‘Belediye kreşlerinin kapatılması’ talimatı: Hedef ne?
Çevre, Şehircilik ve İklim Değişikliği Bakanlığı ve Milli Eğitim Bakanlığı kafa kafaya vermiş belediye kreşlerinin faaliyetlerini durdurmak için harekete geçmiş.
İlgili yazıda diyorlar ki; ‘Belediyelerin yeni kreş açmasına izin vermeyin, eskilerini kapatın.’
‘Allah allah nereden çıktı şimdi bu?’ diyeceksiniz.
Şöyle anlatayım;
-Çocuklara burada Atatürk sevgisi ve laik cumhuriyet ışığı altında bilimsel eğitim verildiği için,
-Çocuklara okuma alışkanlığı kazandırıldığı ve çevreyi korumayı öğretildiği için,
-Çocuklar burada düzgün beslendikleri için… Yemeği, sütü, meyvesi verildiği için,
-Dar gelirli ailelere büyük bir hizmet sağladığı için,
-Çalışan annelere kolaylık olduğu için…
Daha birçok örnek verilebilir.
Gerisi lafı Lafügüzaf…
Hele hele İzmir Büyükşehir Belediyesi’nin kreş fiyatlarını yarıya indirdiği bir dönemde böyle bir talimat çok daha manidar…

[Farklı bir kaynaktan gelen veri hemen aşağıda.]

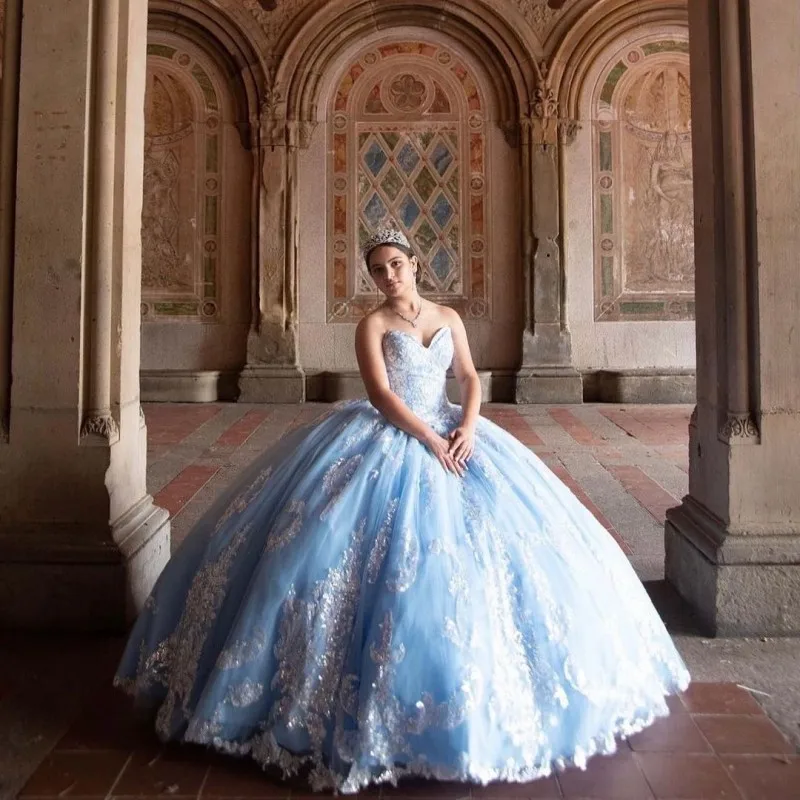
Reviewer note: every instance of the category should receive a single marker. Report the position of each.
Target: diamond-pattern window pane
(409, 211)
(425, 184)
(425, 138)
(442, 264)
(391, 139)
(442, 211)
(375, 158)
(375, 210)
(412, 179)
(392, 184)
(408, 158)
(441, 158)
(425, 237)
(452, 184)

Ancak iktidar son zamanlarda muhalif belediyelere yönelik uygulamaları ile dikkat çekiyor.
Bundan dolayı ‘belediyeleri kaybetmenin verdiği hırsla saldırıyorlar’ yorumlarını yapanlar çok da haksız değiller.

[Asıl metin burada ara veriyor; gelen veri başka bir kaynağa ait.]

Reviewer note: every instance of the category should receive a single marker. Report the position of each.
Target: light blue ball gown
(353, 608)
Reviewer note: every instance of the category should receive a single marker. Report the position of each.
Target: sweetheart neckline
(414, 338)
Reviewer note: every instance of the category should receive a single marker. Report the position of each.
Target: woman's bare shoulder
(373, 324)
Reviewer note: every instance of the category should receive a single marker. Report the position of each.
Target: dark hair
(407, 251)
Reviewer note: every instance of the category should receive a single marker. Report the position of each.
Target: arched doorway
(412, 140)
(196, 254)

İktidar önce belediye borçları konusunda SGK kozunu oynadı, büyük şirketlerin milyarlık vergi borçları bir kalemde silinirken, belediyeleri kıskaca aldılar.
Kendisinden olmayan belediyelerin gelir getiren kapılarını kapatmaya çalışıyorlar.
Örnek olarak 70’li yıllardan beri Selçuk Belediyesi’nin işlettiği Meryem Ana Evi otopark gelirlerinin belediyeden alınıp Tarım ve Orman Bakanlığı’na devredilmesini verebiliriz.
Ancak kreş olayı farklı bu tahammülsüzlüğün son seviyesi!
Birçok denetimsiz cemaat ve tarikat yurtları dururken, kaldı ki; oralarda yaşanmasını hiç istemediğimiz ancak çoğu zaman yaşanan çirkin hadiseler olmasına karşın hiçbir girişimde bulunulmazken, ‘belediye kreşlerini kapatın’ demek en hafif tabirle akıl tutulmasıdır.
Yine Milli Eğitim Bakanlığı’nın sorumluluğunda olan okullarda hatırlarsanız 2024-2025 eğitim ve öğretim yılı sancılı başlamıştı.
Okullarda temizlik görevlisi olmadığı için okullar hijyenden uzak ve deyim yerindeyse pislik içinde eğitime başlamıştı. Belediyeler temizlik için harekete geçtiğinde de milli eğitim müdürlükleri belediyelerin temizlik yapmalarını yasaklamıştı.
MEB’in kendi sorumluluk alanı içindeki okulların hali ortada iken, ‘belediye kreşlerini kapatın’ demek nasıl izah edilecek anlamak mümkün değil.
Yine okullarda ‘dar gelirli öğrencilere beslenme desteği nasıl sağlarız, eğitim kalitesini nasıl yükseltiriz’ diye düşünmek yerine en kolay yol tercih ediliyor. Nedir o diye soracak olursanız!
Kısaca; ‘Biz yapamıyorsak siz de yapmayın.’
Ya Çevre, Şehircilik ve İklim Değişikliği Bakanlığı’na ne demeli!
Deprem kuşağında bulunan ülkemiz kentlerindeki eski yapı stokları gün gibi ortada iken, acil yapılması gereken kentsel dönüşüm projeleri dururken, çevre tahribatları hiç olmadığı kadar zirve yapmışken, kreşlerle uğraşmak nasıl açıklanır.
İklim krizi ile mücadele edilmesi gerektiği bir dönemde Türkiye’nin akciğerleri Kaz Dağları ve Akbelen ormanlarında süren ağaç katliamları ortada iken demek ki; Çevre Bakanlığı için kreşlerin kapatılması daha önemli!
Yoksa sadece gündemlerine belediye kreşlerini almaları nasıl açıklanır.
Takdir siz okuyucuların…
Ne yani kreşlerin kapatılması talimatının ardından vatandaş ucuz yemek yediği ve karnını doyurduğu için sıra Kent Lokantalarına mı gelecek?